Fashion, flirting and fornicating! The three staple things a girl of today’s modern world embodies, right? But does that translate to the women of the 1920’s? You bet-cher Betty Boop it does! At least it does in Sophie Kinsella’s book, Twenties Girl. Sadie is a partying, fashion forward flapper who makes the most out of life but she has a few problems. She’s lost her necklace and, oh yeah, she’s sorta dead!
Sadie was born in the early 1900s and died a drooly old lady in a nursing home when she was a ripe old 105. However, her ghost is in her younger 23-year-old form and she’s haunting her 27-year-old great niece, Lara Leighton who turns out to be a serious mess. She’s just been dumped by the love of her life AND her business partner. She’s broke and going crazy because she thinks her Great Aunt Sadie’s ghost is haunting her. She can hear and see her plain as day going around screaming at strangers to get them to do her bidding… and its working! Of course, Lara is the only person who can see and communicate with Sadie so she badgers Lara into recovering her beautiful dragonfly necklace. Sadie is not all together sure why, but she knows that she cannot rest until its back in her possession. But where could it be? Or should we say “Who lifted it?”

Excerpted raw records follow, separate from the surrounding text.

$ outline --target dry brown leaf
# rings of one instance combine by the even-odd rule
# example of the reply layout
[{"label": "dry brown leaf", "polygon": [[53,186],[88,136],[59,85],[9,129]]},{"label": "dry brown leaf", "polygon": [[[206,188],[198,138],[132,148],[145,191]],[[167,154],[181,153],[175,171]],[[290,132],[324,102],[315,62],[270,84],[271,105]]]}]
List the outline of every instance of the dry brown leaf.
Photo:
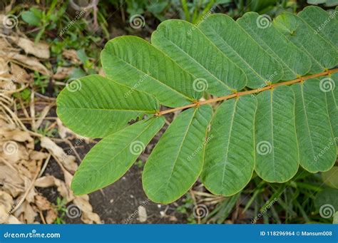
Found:
[{"label": "dry brown leaf", "polygon": [[56,73],[54,73],[53,78],[58,80],[68,78],[69,73],[71,73],[73,69],[74,68],[58,66],[58,69],[56,69]]},{"label": "dry brown leaf", "polygon": [[80,64],[81,63],[75,50],[65,49],[62,51],[62,56],[63,56],[65,58],[70,60],[74,64]]},{"label": "dry brown leaf", "polygon": [[76,197],[74,204],[81,210],[81,220],[86,224],[102,224],[100,217],[93,212],[93,207],[89,203],[89,197],[83,195]]},{"label": "dry brown leaf", "polygon": [[25,69],[14,63],[11,63],[11,73],[13,76],[12,80],[16,83],[29,83],[31,80],[31,76]]},{"label": "dry brown leaf", "polygon": [[46,222],[47,224],[53,224],[58,217],[58,214],[54,210],[50,210],[47,211],[47,215],[46,216]]},{"label": "dry brown leaf", "polygon": [[23,48],[27,54],[32,54],[43,59],[49,58],[49,46],[48,44],[42,42],[35,44],[34,42],[26,38],[14,38],[16,44]]},{"label": "dry brown leaf", "polygon": [[42,65],[42,63],[40,63],[36,58],[21,55],[14,51],[1,53],[0,55],[10,60],[19,62],[25,68],[31,69],[33,71],[37,71],[43,75],[50,75],[48,69],[43,65]]},{"label": "dry brown leaf", "polygon": [[53,156],[62,163],[62,165],[71,172],[74,172],[78,168],[78,165],[75,162],[75,157],[67,155],[63,150],[58,146],[50,138],[43,137],[41,140],[41,146],[46,148],[53,154]]}]

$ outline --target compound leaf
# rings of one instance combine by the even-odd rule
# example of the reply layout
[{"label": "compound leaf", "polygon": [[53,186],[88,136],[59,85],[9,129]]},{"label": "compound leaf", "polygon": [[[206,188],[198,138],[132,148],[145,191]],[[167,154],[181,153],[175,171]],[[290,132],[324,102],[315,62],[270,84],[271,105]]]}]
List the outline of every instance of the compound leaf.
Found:
[{"label": "compound leaf", "polygon": [[255,167],[257,100],[225,100],[215,112],[206,145],[201,180],[212,193],[232,195],[249,182]]},{"label": "compound leaf", "polygon": [[209,105],[183,111],[170,124],[144,167],[143,189],[153,202],[170,203],[183,196],[202,171]]},{"label": "compound leaf", "polygon": [[98,75],[69,83],[58,95],[56,104],[58,116],[66,125],[92,138],[108,135],[130,120],[159,109],[153,97],[138,91],[130,92],[130,88]]},{"label": "compound leaf", "polygon": [[[296,129],[300,165],[314,173],[329,170],[336,161],[336,146],[325,93],[318,79],[292,86],[296,95]],[[285,152],[286,154],[286,152]]]},{"label": "compound leaf", "polygon": [[86,155],[76,171],[71,184],[74,193],[87,194],[118,180],[164,122],[163,117],[141,120],[101,140]]},{"label": "compound leaf", "polygon": [[194,90],[194,76],[140,38],[109,41],[102,51],[101,61],[108,77],[150,93],[165,105],[187,105],[201,95]]},{"label": "compound leaf", "polygon": [[270,182],[285,182],[299,163],[295,121],[295,94],[280,86],[257,95],[255,120],[257,174]]}]

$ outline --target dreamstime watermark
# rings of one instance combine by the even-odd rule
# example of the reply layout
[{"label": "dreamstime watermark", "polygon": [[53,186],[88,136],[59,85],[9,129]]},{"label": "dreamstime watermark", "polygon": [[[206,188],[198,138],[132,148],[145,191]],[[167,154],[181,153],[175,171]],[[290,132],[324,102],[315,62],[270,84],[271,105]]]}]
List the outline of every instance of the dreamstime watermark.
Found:
[{"label": "dreamstime watermark", "polygon": [[75,16],[75,18],[70,21],[66,27],[63,28],[61,31],[60,31],[60,36],[62,36],[63,34],[65,34],[69,29],[71,29],[71,26],[73,26],[82,16],[86,14],[85,10],[82,10],[81,12],[76,11],[76,15]]},{"label": "dreamstime watermark", "polygon": [[193,31],[195,31],[199,26],[201,24],[208,16],[212,14],[215,12],[214,7],[211,8],[208,12],[204,14],[202,18],[197,22],[193,27],[191,27],[188,31],[187,33],[188,35],[191,35]]},{"label": "dreamstime watermark", "polygon": [[18,144],[14,141],[7,141],[2,145],[2,150],[6,155],[13,155],[18,152]]},{"label": "dreamstime watermark", "polygon": [[18,25],[18,17],[13,14],[7,14],[2,19],[2,25],[6,29],[13,29]]},{"label": "dreamstime watermark", "polygon": [[276,203],[276,202],[278,201],[278,199],[275,197],[273,199],[272,201],[271,201],[270,202],[269,202],[269,204],[267,204],[267,205],[265,205],[260,211],[260,213],[255,217],[254,217],[253,219],[251,219],[251,223],[252,224],[255,224],[256,222],[260,219],[260,218],[262,218],[262,217],[263,217],[263,215],[265,214],[266,214],[266,212],[267,212],[268,210],[270,210],[272,205]]},{"label": "dreamstime watermark", "polygon": [[266,86],[270,84],[272,82],[272,80],[274,79],[274,78],[278,74],[278,73],[277,71],[275,71],[271,75],[267,75],[267,76],[265,77],[266,78],[266,81],[265,81],[265,83],[264,84],[262,84],[256,91],[255,93],[252,93],[251,94],[251,97],[255,97],[255,94],[257,94],[258,93],[260,93],[260,91],[262,91],[262,90],[263,89],[264,87],[265,87]]},{"label": "dreamstime watermark", "polygon": [[213,138],[214,135],[212,134],[208,137],[208,138],[203,143],[202,143],[202,144],[198,146],[198,148],[190,155],[188,157],[188,161],[193,160],[193,158],[196,156],[196,155],[200,152],[207,145],[207,143],[209,143]]},{"label": "dreamstime watermark", "polygon": [[134,14],[129,19],[129,24],[133,29],[143,28],[145,25],[145,19],[140,14]]},{"label": "dreamstime watermark", "polygon": [[145,148],[145,145],[143,142],[136,140],[130,143],[129,151],[130,151],[130,152],[134,155],[138,155]]},{"label": "dreamstime watermark", "polygon": [[63,155],[61,157],[61,161],[64,161],[68,156],[71,155],[74,152],[74,150],[80,146],[84,140],[84,138],[76,139],[74,145],[72,145],[71,148],[67,150],[66,153]]},{"label": "dreamstime watermark", "polygon": [[256,151],[261,155],[270,154],[272,150],[272,146],[268,141],[260,141],[256,145]]},{"label": "dreamstime watermark", "polygon": [[334,20],[335,16],[338,14],[338,11],[334,10],[332,14],[331,14],[329,17],[322,23],[315,31],[314,31],[314,34],[317,34],[319,32],[322,31],[324,28],[331,22],[332,20]]},{"label": "dreamstime watermark", "polygon": [[193,82],[193,88],[196,92],[203,92],[208,90],[208,84],[205,78],[198,78]]},{"label": "dreamstime watermark", "polygon": [[81,210],[76,205],[70,205],[66,210],[66,215],[70,219],[76,219],[82,214]]},{"label": "dreamstime watermark", "polygon": [[11,233],[6,232],[4,234],[4,238],[61,238],[59,233],[37,233],[36,229],[32,229],[31,232],[29,233]]},{"label": "dreamstime watermark", "polygon": [[319,82],[319,88],[323,92],[329,92],[334,89],[336,84],[334,81],[331,78],[324,78],[320,80]]},{"label": "dreamstime watermark", "polygon": [[[145,201],[142,202],[142,203],[140,205],[140,206],[145,207],[147,205],[149,204],[150,202],[150,201],[148,199],[147,199]],[[129,215],[129,217],[127,219],[124,219],[124,224],[128,224],[133,218],[135,218],[138,214],[138,212],[139,212],[139,210],[139,210],[140,206],[130,215]]]},{"label": "dreamstime watermark", "polygon": [[334,207],[329,204],[322,205],[319,208],[319,215],[324,219],[332,217],[335,212]]},{"label": "dreamstime watermark", "polygon": [[332,140],[331,140],[329,143],[325,146],[324,147],[322,150],[320,150],[320,152],[318,153],[316,156],[314,156],[314,161],[317,161],[318,160],[318,159],[319,157],[321,157],[322,156],[323,156],[323,155],[324,153],[326,153],[329,150],[329,148],[333,146],[333,145],[336,145],[336,142],[338,140],[338,137],[335,137]]},{"label": "dreamstime watermark", "polygon": [[193,214],[196,219],[203,219],[208,216],[209,210],[205,205],[197,205],[193,208]]},{"label": "dreamstime watermark", "polygon": [[66,83],[66,88],[70,92],[76,92],[81,89],[82,83],[77,78],[69,78]]},{"label": "dreamstime watermark", "polygon": [[256,19],[257,26],[260,29],[267,29],[271,26],[272,19],[267,14],[260,15]]},{"label": "dreamstime watermark", "polygon": [[138,80],[138,81],[135,84],[134,84],[134,85],[133,86],[133,87],[131,87],[130,90],[129,90],[128,92],[126,92],[126,93],[124,93],[124,98],[128,98],[130,95],[131,95],[131,93],[132,93],[133,92],[134,92],[134,91],[135,91],[135,89],[137,89],[138,87],[140,86],[141,85],[141,83],[142,83],[145,79],[147,79],[148,77],[149,77],[149,76],[150,76],[150,74],[151,74],[151,73],[150,73],[149,71],[148,71],[147,73],[145,73],[145,75],[143,75],[143,76],[142,76],[142,78],[141,78],[140,80]]}]

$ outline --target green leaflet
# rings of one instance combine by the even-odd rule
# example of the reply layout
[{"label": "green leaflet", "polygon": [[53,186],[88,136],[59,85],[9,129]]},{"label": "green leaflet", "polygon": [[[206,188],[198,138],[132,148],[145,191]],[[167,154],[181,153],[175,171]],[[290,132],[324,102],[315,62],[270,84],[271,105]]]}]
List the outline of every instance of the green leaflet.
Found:
[{"label": "green leaflet", "polygon": [[281,65],[230,16],[212,14],[200,24],[199,29],[243,69],[248,78],[248,87],[265,86],[267,82],[276,83],[283,76]]},{"label": "green leaflet", "polygon": [[159,109],[153,97],[98,75],[73,81],[58,95],[56,105],[66,126],[92,138],[105,137]]},{"label": "green leaflet", "polygon": [[270,182],[294,177],[299,163],[295,122],[295,94],[280,86],[257,95],[255,120],[257,175]]},{"label": "green leaflet", "polygon": [[321,78],[319,87],[325,93],[331,126],[338,143],[338,73]]},{"label": "green leaflet", "polygon": [[[307,53],[288,41],[264,16],[249,12],[237,22],[282,66],[282,80],[295,79],[310,70],[311,59]],[[276,74],[270,73],[270,76],[275,76]],[[268,77],[268,79],[271,78]]]},{"label": "green leaflet", "polygon": [[256,98],[224,101],[212,118],[201,180],[212,193],[232,195],[249,182],[255,167]]},{"label": "green leaflet", "polygon": [[71,184],[74,193],[87,194],[118,180],[164,122],[163,117],[141,120],[101,140],[87,154],[76,172]]},{"label": "green leaflet", "polygon": [[187,21],[161,23],[153,33],[151,43],[193,73],[204,91],[225,95],[242,89],[247,83],[241,68]]},{"label": "green leaflet", "polygon": [[309,6],[302,10],[298,16],[314,31],[314,33],[322,36],[335,46],[338,51],[338,12],[329,14],[325,10]]},{"label": "green leaflet", "polygon": [[143,189],[152,201],[170,203],[183,196],[202,171],[209,105],[183,111],[170,124],[144,167]]},{"label": "green leaflet", "polygon": [[324,183],[331,187],[338,189],[338,166],[334,166],[331,170],[322,172],[322,177]]},{"label": "green leaflet", "polygon": [[336,146],[325,98],[318,79],[292,86],[296,95],[296,131],[300,165],[311,172],[329,170]]},{"label": "green leaflet", "polygon": [[322,36],[322,32],[315,34],[315,30],[302,19],[285,12],[275,19],[272,24],[288,40],[311,58],[311,73],[322,72],[337,65],[338,55],[334,46]]},{"label": "green leaflet", "polygon": [[148,41],[135,36],[109,41],[101,53],[108,77],[147,92],[169,107],[187,105],[198,99],[195,78]]}]

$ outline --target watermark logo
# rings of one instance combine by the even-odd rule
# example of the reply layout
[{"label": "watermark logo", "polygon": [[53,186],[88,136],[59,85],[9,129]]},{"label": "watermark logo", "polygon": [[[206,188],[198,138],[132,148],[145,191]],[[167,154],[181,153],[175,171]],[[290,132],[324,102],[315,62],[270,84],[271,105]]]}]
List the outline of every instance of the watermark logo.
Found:
[{"label": "watermark logo", "polygon": [[271,143],[267,141],[260,141],[256,145],[256,151],[261,155],[270,154],[272,150]]},{"label": "watermark logo", "polygon": [[203,92],[208,90],[208,84],[205,78],[198,78],[194,80],[193,88],[197,92]]},{"label": "watermark logo", "polygon": [[331,78],[324,78],[320,81],[319,88],[323,92],[329,92],[334,89],[336,84]]},{"label": "watermark logo", "polygon": [[334,212],[336,212],[334,207],[332,205],[327,204],[320,207],[319,215],[322,218],[329,219],[333,217]]},{"label": "watermark logo", "polygon": [[203,219],[208,216],[209,210],[205,205],[197,205],[193,209],[193,214],[196,219]]},{"label": "watermark logo", "polygon": [[82,214],[81,210],[76,205],[70,205],[67,207],[66,215],[70,219],[75,219],[81,217]]},{"label": "watermark logo", "polygon": [[267,14],[260,15],[256,19],[257,26],[260,29],[267,29],[271,26],[271,17]]},{"label": "watermark logo", "polygon": [[6,29],[13,29],[18,25],[18,17],[13,14],[7,14],[2,19],[2,24]]},{"label": "watermark logo", "polygon": [[130,143],[130,145],[129,146],[129,151],[130,151],[130,152],[134,155],[138,155],[142,152],[142,151],[144,150],[145,148],[145,145],[143,143],[136,140]]},{"label": "watermark logo", "polygon": [[5,155],[13,155],[18,152],[18,144],[14,141],[7,141],[2,145],[2,150]]},{"label": "watermark logo", "polygon": [[135,14],[129,19],[129,24],[133,29],[143,28],[145,25],[145,20],[142,15]]},{"label": "watermark logo", "polygon": [[79,79],[69,78],[66,83],[66,88],[71,92],[76,92],[81,89],[82,83]]}]

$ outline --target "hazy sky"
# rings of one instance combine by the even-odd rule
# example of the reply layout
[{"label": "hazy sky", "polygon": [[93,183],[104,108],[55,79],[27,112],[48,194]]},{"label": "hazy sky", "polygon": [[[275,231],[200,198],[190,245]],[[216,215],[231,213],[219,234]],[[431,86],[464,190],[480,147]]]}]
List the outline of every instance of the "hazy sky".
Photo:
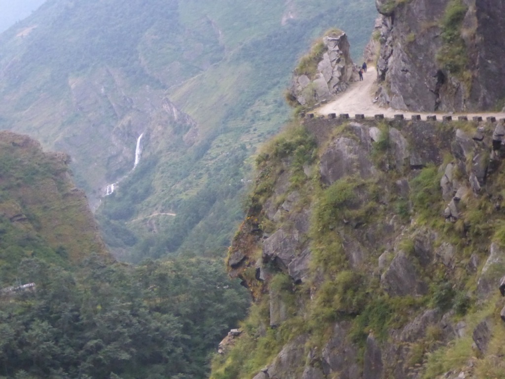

We meet various lively and expertly developed cast members along the way to solving this mystery. A greedy, rich snake of an uncle, a ditzy self-centered flake of a cousin and boring yet bothersome parents are all suspects! Enter the classic preppy business man with penetrating eyes that has caught Sadie’s attention! Hello Daddy-O!! And she wants him. But the only way she can get him is through Lara. “Anyway you can get it” is what I always say! OWW! A reluctant albeit comical romance develops between Lara and this frowny American. Much to Sadie’s shagrin.
Eventually, Sadie and Lara start to unknowingly learn from one another and the impressions that they leave on the other are life (and death from Sadie’s point of view) altering. Lara uncovered the fact that Sadie’s life meant so much more to so many more lives than she could ever imagine. And Sadie helped Lara figure out the difference between going through the motions of a relationship and really living and loving another person by letting go of her inhibitions.
This was a fun and light story that I absolutely loved! The ending was a bit heavier but delivered a sweet and tender message of family and keeping yours close. I’m giving this book 4.5 outta 5 pumps. Minus .5 for the lack of steamy sex! Sheesh, can I catch a break with the no-sex books already??? But I took away a valuable lesson from Twenties Girl. I want to be just like Sadie when I am 105 years old…. minus the drooling of course!